C’è anche una telefonata alla redazione di Annozero a creare un ulteriore elemento di suspence nel giallo di Montecarlo. Che forse sarebbe meglio definire ormai il giallo di Saint Lucia. Intorno alle ore 22 e 20 di ieri, durante la trasmissione Annozero, un funzionario della direzione della Rai avvisa la redazione che un esponente del Governo di Saint Lucia vuole intervenire. La telefonata viene passata a un redattore del programma, Andrea Casadio, che parla un inglese fluente. L’uomo dice di essere a Ginevra (dove in quelle ore era il ministro Francis all’insaputa della stampa italiana) si qualifica come appartenente all’entourage “della moglie del ministro degli Esteri di Saint Lucia” ma si rifiuta di fornire le sue generalità e quelle della moglie del ministro che – come si evince dal sito del Governo dello Stato caraibico – si chiama Rudolf Bousquet. Il sedicente David sostiene di trovarsi in Svizzera perché le “famiglie dei ministri sono stati invitate a lasciare l’isola”. Precisa di parlare solo confidenzialmente con il giornalista e che il Governo non farà dichiarazioni ufficiali. Aggiunge che “Saint Lucia è piena di uomini dell’intelligence di Libia, Russia e Italia”. Sulla lettera del ministro della giustizia Francis, il sedicente amico della moglie del ministro Bousquet dice: “quel documento è falso”. Non solo. Aggiunge che “una grande società italiana” avrebbe chiesto di fare qualcosa al Governo di Saint Lucia. Poi accenna a minacce. Questa è la trascrizione della telefonata (audio 1 e audio 2).
Mi può dire il suo nome?
Non posso, mi spiace. Sono qui con la moglie del Ministro degli Esteri di Saint Lucia. Lei ha ricevuto molte chiamate da amici suoi sul vostro programma Anno Zero. Stavamo guardando… Ora siamo in Svizzera per affari… La moglie del ministro vorrebbe dire qualcosa… Ho appena chiamato il nostro governo e il nostro governo non ha assolutamente nulla da dichiarare. Ma la mia amica vorrebbe dire qualcosa…
Lei è il Primo Ministro?
No, sono solo un amico della moglie del Ministro degli Esteri…
Mi può dire il suo nome?
Mi può chiamare David.
E la moglie del Ministro può dirmi il suo nome?

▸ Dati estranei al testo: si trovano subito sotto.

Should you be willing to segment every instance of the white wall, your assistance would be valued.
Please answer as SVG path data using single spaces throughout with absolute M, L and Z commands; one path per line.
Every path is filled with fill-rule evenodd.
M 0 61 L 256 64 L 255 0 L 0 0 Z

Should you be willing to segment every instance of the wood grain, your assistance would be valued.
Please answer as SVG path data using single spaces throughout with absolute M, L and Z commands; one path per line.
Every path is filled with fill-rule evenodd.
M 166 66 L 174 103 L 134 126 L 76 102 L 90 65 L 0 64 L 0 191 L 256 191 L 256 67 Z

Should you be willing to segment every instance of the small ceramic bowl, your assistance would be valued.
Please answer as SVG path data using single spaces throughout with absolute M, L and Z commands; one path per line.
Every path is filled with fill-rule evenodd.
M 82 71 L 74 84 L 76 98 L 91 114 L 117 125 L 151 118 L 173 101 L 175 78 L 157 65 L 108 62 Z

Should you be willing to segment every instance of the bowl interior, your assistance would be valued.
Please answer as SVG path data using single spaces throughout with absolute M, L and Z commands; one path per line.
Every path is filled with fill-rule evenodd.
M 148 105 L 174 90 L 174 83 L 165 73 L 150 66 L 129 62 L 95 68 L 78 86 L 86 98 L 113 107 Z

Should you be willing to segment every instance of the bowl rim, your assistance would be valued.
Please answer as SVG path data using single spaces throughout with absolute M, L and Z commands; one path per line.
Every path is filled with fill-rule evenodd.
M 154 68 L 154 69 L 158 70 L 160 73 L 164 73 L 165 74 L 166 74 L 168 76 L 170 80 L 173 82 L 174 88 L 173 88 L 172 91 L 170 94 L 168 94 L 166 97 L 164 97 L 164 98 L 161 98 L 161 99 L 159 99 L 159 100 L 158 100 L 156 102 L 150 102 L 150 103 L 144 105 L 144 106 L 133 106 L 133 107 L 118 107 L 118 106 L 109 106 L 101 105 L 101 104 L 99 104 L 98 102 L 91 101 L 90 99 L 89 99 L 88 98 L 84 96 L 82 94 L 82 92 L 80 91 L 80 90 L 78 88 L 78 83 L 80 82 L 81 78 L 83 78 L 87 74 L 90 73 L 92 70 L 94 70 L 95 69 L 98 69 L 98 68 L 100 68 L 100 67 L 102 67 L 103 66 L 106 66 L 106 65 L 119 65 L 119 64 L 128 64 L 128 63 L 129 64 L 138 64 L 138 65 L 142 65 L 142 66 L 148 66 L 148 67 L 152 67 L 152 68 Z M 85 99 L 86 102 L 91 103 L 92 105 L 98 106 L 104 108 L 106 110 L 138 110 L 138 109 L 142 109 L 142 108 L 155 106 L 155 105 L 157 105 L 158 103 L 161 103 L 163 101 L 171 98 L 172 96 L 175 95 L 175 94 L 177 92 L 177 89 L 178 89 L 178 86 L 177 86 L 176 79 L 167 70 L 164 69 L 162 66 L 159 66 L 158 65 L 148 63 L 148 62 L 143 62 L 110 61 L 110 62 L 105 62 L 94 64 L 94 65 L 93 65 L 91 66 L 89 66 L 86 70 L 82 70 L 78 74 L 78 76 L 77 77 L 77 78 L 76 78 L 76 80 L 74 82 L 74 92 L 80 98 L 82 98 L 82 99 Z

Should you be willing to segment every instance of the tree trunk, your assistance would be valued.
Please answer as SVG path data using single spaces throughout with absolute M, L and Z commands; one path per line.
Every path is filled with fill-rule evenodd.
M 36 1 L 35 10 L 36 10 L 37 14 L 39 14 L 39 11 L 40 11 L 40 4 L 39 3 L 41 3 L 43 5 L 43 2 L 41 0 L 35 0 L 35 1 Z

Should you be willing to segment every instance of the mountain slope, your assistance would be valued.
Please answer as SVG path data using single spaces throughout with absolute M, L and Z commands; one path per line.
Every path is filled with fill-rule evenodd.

Non posso dirlo, mi spiace.
E’ segreto? E’ una dichiarazione ufficiale?
No. Il nostro Governo non rilascia alcuna dichiarazione ufficiale. Ma la moglie del Ministro vorrebbe dire qualcosa perché ha paura. Se lei è interessato…
Mi sta dicendo che il governo di Saint Lucia non rilascia alcuna dichiarazione ufficiale al riguardo?
Sì, esatto. Ma posso dirle una cosa. Io solo so che ora Saint Lucia è piena di uomini dell’intelligence di Russia, Libia e Italia. Non per una operazione coperta dal segreto… ma piena di turisti… se capisce cosa intendo..
Sono lì e fanno finta di essere turisti ma sono spie, è questo che intende?
Voglio dire che in questo periodo ci sono molti turisti a Saint Lucia, e il nostro governo ha scoperto che questi turisti vengono dalla Russia e dalla Libia. La sola cosa ufficiale che sappiamo è che una corporation di intelligence Italiana ha chiesto qualcosa al nostro governo e non posso dire di più. Una corporation italiana ha chiesto qualcosa al nostro governo… su documenti e… la moglie dice che hanno richiesto al nostro governo di fare e dire qualcosa che riguarda il governo italiano… circa case e altre cose… ma il nostro governo si è rifiutato di farlo. Dopodiche’ Saint Lucia è diventato un paese pieno di turisti… intelligence russa e libica. Capisce cosa voglio dire?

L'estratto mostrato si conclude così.